Degradation and acidification of AHLs. (A) Relative amount of C4-AHLs degraded by the three isolates is given. For quantification, the C4-AHLs were extracted with ethyl acetate and subsequently dried and re-suspended in acetonitrile for injection in HPLC-MS. Cell-free PBS served as the negative control (100%). Experiments were performed in triplicate; error bars represent the standard deviation of the mean value. Student’s t-test showed significant reduction in the amount of C4-AHLs by VG12 (p-value = 0.003) and NV9 (p-value = 0.03). No significant degradation of C4-AHLs by VG1 was observed (p-value = 0.11). (B) Acidification of 3OXOC10-AHLs after incubation with QQ bacteria. Relative amount of AHLs before and after acidification is given. Black bars represent the amount of AHLs after incubation with PBS (negative control is 100%) or QQ bacteria. Gray bars represent the amount of AHLs recovered after acidification. Error bars represent the standard deviation for the three independent replicates.

FIGURE 3

Time-course experiment to study AHL degradation. Log₁₀ of the relative amount of AHLs quantified at each time point is given along the y-axis. AHLs were quantified using HPLC–MS, as described in Section “Materials and Methods.” The amount of AHLs at 0 h is considered 100%. Control (PBS) sample and different strains are represented by different colors, as indicated in the legend. Standard deviation at each time point was <10%.

FIGURE 4

Biofilm formation by Pseudomonas aeruginosa PAO1 incubated with live and dead QQ strains. (A) This experiment was performed in microtiter plates with membrane inserts for wells, as described in Section “Materials and Methods.” The y-axis indicates the OD₅₉₀ of the crystal violet bound to the wells.

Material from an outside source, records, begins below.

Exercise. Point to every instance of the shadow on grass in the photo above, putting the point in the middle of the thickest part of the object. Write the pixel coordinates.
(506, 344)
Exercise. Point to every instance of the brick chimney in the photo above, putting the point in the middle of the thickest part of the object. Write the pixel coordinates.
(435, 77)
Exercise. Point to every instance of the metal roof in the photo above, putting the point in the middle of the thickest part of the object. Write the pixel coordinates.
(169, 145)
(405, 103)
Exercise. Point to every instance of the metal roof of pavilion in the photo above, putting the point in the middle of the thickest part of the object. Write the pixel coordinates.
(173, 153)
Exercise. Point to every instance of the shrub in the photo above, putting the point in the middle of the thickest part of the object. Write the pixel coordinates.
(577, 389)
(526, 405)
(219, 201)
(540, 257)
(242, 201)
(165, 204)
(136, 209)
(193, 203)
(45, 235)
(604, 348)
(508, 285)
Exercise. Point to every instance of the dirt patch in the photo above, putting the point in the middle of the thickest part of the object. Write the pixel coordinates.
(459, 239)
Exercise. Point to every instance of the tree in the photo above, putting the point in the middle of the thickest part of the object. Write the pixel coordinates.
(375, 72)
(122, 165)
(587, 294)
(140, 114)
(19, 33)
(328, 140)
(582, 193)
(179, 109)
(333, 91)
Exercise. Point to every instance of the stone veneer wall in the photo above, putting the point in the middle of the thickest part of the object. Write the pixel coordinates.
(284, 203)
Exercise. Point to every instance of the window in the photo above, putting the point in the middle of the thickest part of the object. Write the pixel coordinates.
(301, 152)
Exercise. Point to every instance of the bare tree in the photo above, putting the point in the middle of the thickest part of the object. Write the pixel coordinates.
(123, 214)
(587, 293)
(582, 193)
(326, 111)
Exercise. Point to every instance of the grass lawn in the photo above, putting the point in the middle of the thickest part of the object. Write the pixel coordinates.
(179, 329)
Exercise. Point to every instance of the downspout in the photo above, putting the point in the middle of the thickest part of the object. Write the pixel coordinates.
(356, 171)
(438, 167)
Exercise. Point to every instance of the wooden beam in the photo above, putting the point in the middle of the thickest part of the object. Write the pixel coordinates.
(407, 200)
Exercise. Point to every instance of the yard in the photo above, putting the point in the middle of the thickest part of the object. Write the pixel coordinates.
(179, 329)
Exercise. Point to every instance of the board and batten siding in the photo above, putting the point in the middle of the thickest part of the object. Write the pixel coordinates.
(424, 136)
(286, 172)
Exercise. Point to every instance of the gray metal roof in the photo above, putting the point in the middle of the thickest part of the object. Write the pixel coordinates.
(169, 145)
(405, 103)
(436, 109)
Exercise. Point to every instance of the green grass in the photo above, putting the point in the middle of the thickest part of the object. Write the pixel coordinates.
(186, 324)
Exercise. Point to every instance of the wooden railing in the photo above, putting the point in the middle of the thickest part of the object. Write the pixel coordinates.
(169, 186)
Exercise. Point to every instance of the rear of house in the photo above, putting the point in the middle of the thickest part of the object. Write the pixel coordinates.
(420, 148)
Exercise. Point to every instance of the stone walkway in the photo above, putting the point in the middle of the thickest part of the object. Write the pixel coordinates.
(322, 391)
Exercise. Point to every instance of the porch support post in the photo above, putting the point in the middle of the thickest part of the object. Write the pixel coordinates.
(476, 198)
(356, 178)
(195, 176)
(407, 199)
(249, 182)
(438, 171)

White bars represent biofilm formation by PAO1 without any live or dead QQ bacteria. Gray bars represent biofilm formation by PAO1 incubated with live QQ cells, while black bars represent biofilm formation by PAO1 incubated with dead QQ bacteria. LB broth was used as the negative control. Error bars represent the standard deviation for the three replicates. Student’s t-test was applied to determine significance; p-values: VG1 (0.29), VG12 (0.04), and NV9 (0.09). (B) Relative amount of 3OXOC12-AHLs in the supernatant of PAO1 incubated with live or dead QQ bacteria. The amount of AHLs in the supernatant of PAO1 incubated with live QQ bacteria is shown as gray bars, while that detected in the presence of dead QQ bacteria is shown as black bars. The amount of AHLs produced by PAO1 (without live/dead QQ bacteria) is shown by white bars (100%). Error bars represent the standard deviation. Student’s t-test showed no significant difference in the amount of 3OXOC12-AHLs in the PAO1 supernatant incubated with live/dead VG1 (p-value = 0.16), VG12 (p-value = 0.219), and NV9 (p-value = 0.22).